Being a seamstress means inevitably someone wants to give you old stashes of unused fabric. Someone’s mother died or they’ve given up sewing or it’s just time to clean the old stash out. I do it too, from time to time, when I can bear to part with the tiniest scraps of my beloved fabric. I invariably say “yes” to ofher’s fabric because, well, let’s face it: I have a fabric problem. As I wade through bags or cardboard boxes and unbury layers of fabric I get a peak into the seamstress’s life. I see leftovers from curtains and pillows, portions of dresses and dress shirts — and my all time favorite — scraps of quilts. You’d be surprised how many people start a quilt and don’t ever finish it. Maybe life got busy or the project was more challenging than expected, but one way or another once loved and cared for quilts-in-progress get abandoned. Enter my inability to leave things unfinished.
I am obsessed with finishing quilts. I’ve made a hobby of making sense of someone’s leftovers and turning it into something beautiful. I hardly ever like the fabric choices, and often I despise the patterns, but I’m driven to finish these quilts. It almost feels like a way of honoring the person who started them. Even though most of those people we’ll never know about it, it feels right that these useless assortments of fabric become what they should — something useful, beautiful, and cared for.
There’s about a million analogies in there, I’m sure. The idea that God doesn’t leave us unfinished. That even when others have discarded us he continues the work of knitting, sewing, and weaving. Or the idea that there is beauty and value in follow-thru. Keeping ones word and being committed to the end matters. Or the thought that we are handed bits and pieces of brokenness in each of our lives and it’s up to us to make something beautiful come from it. Or that we need each other and stepping in when someone else cannot go on is worthwhile.
But mostly, I just find comfort in this little hobby.
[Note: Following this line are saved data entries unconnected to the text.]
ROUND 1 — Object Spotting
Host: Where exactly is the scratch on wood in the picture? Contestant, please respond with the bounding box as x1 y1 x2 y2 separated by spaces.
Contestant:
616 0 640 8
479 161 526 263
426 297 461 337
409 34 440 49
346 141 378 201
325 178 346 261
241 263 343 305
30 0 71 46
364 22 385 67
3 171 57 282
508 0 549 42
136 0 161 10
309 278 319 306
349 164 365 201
In the ritual of discovery and organization, which is followed by hours pinning, sewing, ironing, and quilting. The handiwork that marks each of my quilts and the feeling of accomplishment that I took ownership of a project and gave of myself for it. I think that’s the lesson in all of life — the process can bring as much joy as a finished project. And who we become, the sort of person we choose to be along the journey is where we find value.